The demand by the Hospital Caterers Association (HCA) follows calls by MPs for the NHS to play its part in the fight against obesity by outlawing the sale of junk food in hospitals.
Simon Stevens, the chief executive of NHS England, backed the MPs’ call and criticised hospitals for permitting the sale of fast food. “The NHS is being pennywise but pound-foolish selling junk food that ultimately just lands more people in hospital with expensive, preventable, obesity-driven illnesses. So as these fast-food concessions come up for renewal, hospitals should demand healthier, tastier, affordable alternatives,” he said.
HCA national chair Andy Jones agreed with Mr Stevens but said NHS trust rather than caterers themselves bore the responsibility for policing the ban. He said: “To the HCA the standard of catering in our hospitals is of the highest priority. This ‘crackdown’ on unhealthy food fits into a modern healthcare environment, but we don’t see it as ‘our place’ to say that ‘fast-food’ concessions should be banned in hospitals. Rather, what we are saying is that when trusts do let outlets, they ensure they write into the contract lease agreements that healthy food and drink options must be provided and have to be at the core. Additionally, the popular ‘meal deals’ should be made up of healthy options too.”
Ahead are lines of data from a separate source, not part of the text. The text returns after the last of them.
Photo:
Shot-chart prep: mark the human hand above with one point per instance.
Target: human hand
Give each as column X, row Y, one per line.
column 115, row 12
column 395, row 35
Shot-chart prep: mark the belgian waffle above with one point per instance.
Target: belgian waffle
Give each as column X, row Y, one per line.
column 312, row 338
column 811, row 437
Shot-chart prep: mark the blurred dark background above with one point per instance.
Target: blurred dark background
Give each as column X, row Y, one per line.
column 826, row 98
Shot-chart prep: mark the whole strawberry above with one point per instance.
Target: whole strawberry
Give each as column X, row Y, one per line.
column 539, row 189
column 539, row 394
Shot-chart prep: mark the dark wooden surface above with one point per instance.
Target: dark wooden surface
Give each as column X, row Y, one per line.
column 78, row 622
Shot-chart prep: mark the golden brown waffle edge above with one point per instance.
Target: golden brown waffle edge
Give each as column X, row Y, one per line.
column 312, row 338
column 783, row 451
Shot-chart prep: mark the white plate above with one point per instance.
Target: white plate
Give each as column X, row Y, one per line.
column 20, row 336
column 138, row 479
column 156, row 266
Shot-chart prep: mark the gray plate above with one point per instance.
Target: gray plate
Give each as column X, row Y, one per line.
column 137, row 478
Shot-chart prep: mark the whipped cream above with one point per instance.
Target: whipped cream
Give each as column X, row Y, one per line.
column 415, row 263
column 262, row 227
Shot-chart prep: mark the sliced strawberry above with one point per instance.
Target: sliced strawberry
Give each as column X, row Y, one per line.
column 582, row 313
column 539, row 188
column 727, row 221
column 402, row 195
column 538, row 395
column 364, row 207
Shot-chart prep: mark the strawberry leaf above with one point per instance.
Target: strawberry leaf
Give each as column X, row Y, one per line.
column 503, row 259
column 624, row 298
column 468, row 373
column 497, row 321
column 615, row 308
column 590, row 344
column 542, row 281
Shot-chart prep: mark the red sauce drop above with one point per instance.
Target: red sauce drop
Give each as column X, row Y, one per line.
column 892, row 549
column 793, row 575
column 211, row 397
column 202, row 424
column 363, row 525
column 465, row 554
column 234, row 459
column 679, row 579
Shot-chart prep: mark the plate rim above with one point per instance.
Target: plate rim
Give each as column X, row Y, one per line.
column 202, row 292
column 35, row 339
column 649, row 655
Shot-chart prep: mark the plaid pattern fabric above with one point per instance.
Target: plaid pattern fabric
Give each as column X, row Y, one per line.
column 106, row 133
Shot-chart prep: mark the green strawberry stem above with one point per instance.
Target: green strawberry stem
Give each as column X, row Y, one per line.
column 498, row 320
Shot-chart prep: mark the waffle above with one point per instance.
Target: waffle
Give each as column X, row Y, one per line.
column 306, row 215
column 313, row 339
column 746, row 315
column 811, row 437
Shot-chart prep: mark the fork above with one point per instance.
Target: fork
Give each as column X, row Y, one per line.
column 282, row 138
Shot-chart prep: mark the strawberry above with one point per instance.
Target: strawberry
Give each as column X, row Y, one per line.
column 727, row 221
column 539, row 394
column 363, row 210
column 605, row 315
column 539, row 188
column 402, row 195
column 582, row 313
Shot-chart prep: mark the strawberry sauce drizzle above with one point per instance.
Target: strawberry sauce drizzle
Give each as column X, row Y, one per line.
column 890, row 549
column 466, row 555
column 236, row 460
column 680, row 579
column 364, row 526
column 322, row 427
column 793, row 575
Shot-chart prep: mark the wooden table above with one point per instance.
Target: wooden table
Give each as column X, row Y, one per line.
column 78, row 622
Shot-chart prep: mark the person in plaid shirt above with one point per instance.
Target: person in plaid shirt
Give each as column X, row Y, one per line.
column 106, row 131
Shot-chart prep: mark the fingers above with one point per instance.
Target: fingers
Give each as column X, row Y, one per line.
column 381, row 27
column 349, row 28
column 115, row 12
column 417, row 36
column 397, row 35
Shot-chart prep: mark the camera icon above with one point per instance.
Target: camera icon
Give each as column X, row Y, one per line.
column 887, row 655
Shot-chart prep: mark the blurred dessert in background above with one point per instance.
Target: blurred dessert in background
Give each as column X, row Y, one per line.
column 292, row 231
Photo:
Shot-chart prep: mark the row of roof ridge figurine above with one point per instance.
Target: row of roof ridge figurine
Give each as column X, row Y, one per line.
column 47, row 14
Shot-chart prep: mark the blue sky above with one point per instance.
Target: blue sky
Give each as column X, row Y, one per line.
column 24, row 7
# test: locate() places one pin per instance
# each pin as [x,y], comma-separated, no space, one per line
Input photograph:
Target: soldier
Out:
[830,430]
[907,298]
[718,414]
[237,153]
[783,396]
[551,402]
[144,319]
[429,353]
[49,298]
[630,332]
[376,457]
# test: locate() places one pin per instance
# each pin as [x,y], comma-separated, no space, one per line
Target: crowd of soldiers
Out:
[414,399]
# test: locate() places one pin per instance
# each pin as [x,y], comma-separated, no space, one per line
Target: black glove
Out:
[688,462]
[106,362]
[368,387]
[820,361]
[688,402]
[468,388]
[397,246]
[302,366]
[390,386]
He added that, as the purveyor of health and wellbeing, the NHS does not do well at promoting a healthy diet and lifestyle. “The HCA has no issue with snacks being offered in restaurants, cafes, vending machines and shops on site, and it does not want to see fizzy drinks stopped (as people will purchase them elsewhere and the trust will lose income, which often goes back into patient food),” he said. “However in terms of their positioning, we need to make healthier options easier to see and buy. Sell chocolate bars by all means, but outlaw the duo type bars, and carry biscuits, but in packaging carrying no more than three of the said biscuits, and most certainly, carry no packets or tins and ‘grab-bags’ of sweets/crisps at more than 200grams.”
In 2009, the Department of Health estimated that of the 1.2 million staff in the NHS, approximately 300,000, would be classified as obese and a further 400,000 as overweight.
As part of a wide-ranging drive to raise standards of hospital food across the UK, the NHS now has mandatory food standards and hospitals will be ranked on food quality for NHS patients.